Om sociologische problemen die ten grondslag liggen aan eenzaamheid, zoals lage huwelijks- en geboortecijfers, werkelijk op te lossen moeten we begrijpen dat de sociologische toestand van het verleden niet kan worden bereikt zolang de psychologische focus hetzelfde blijft. Om mensen opnieuw in sociale relaties te verankeren, moet een cultuur worden gekoesterd waarin mensen zich met anderen kunnen verbinden.
De moderne culturele dominantie van onevenwichtige rationele- en gevoelstoestanden, losgekoppeld van sociale betekenis, kan niet teruggedraaid worden zolang we mensen opvoeden met een meer op anderen gerichte focus in het leven.
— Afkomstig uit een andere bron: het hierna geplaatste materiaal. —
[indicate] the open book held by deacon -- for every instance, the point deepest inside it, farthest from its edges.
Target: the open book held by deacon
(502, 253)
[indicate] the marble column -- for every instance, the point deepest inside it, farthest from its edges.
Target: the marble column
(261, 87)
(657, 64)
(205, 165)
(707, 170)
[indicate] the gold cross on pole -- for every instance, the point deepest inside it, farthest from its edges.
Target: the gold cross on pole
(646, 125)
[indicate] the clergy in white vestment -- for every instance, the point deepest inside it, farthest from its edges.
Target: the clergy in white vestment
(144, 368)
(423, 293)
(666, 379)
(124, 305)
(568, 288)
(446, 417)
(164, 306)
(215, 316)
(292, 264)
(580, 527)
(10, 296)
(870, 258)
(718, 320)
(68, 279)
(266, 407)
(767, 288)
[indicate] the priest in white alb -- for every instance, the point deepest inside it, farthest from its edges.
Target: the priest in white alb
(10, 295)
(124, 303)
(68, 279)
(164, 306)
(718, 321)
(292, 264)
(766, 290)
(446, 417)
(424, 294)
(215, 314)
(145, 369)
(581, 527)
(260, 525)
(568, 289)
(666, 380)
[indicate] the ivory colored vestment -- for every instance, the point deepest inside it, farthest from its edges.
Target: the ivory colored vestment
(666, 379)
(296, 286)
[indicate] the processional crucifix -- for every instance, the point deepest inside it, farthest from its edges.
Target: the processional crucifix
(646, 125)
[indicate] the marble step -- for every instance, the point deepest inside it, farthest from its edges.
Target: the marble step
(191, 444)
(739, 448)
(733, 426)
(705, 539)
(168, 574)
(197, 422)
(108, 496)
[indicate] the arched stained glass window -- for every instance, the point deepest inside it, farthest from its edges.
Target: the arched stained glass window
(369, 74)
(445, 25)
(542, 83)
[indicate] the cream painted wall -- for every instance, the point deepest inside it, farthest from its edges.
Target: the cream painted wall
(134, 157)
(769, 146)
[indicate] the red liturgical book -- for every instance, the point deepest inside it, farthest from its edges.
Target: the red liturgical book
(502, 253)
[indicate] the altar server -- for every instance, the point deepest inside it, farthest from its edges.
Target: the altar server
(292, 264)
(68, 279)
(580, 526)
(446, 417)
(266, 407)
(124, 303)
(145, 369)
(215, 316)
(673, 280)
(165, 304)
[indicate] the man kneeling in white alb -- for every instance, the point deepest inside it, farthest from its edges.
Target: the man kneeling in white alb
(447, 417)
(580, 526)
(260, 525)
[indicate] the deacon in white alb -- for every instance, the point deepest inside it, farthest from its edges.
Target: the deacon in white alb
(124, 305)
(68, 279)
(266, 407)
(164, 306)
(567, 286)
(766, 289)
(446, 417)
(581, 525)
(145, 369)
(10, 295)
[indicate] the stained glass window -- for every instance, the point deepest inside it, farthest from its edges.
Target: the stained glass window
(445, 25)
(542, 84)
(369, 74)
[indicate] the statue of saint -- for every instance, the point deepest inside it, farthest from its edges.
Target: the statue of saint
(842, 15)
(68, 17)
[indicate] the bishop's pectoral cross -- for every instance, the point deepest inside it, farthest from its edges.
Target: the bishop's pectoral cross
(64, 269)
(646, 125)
Het is daarom niet alleen aan beleidsmakers om de eenzaamheidsepidemie op te lossen. Ieder individu kan, in lijn met de traditie, de verantwoordelijkheid in eigen hand nemen om wat minder egocentrisch te zijn en dit in zijn omgeving te stimuleren. Op die manier kunnen we toewerken naar een verbonden toekomst vol gedeelde avonturen en betekenisvolle relaties. Een toekomst die het waard is om naar te streven en waarin we niet alleen staan.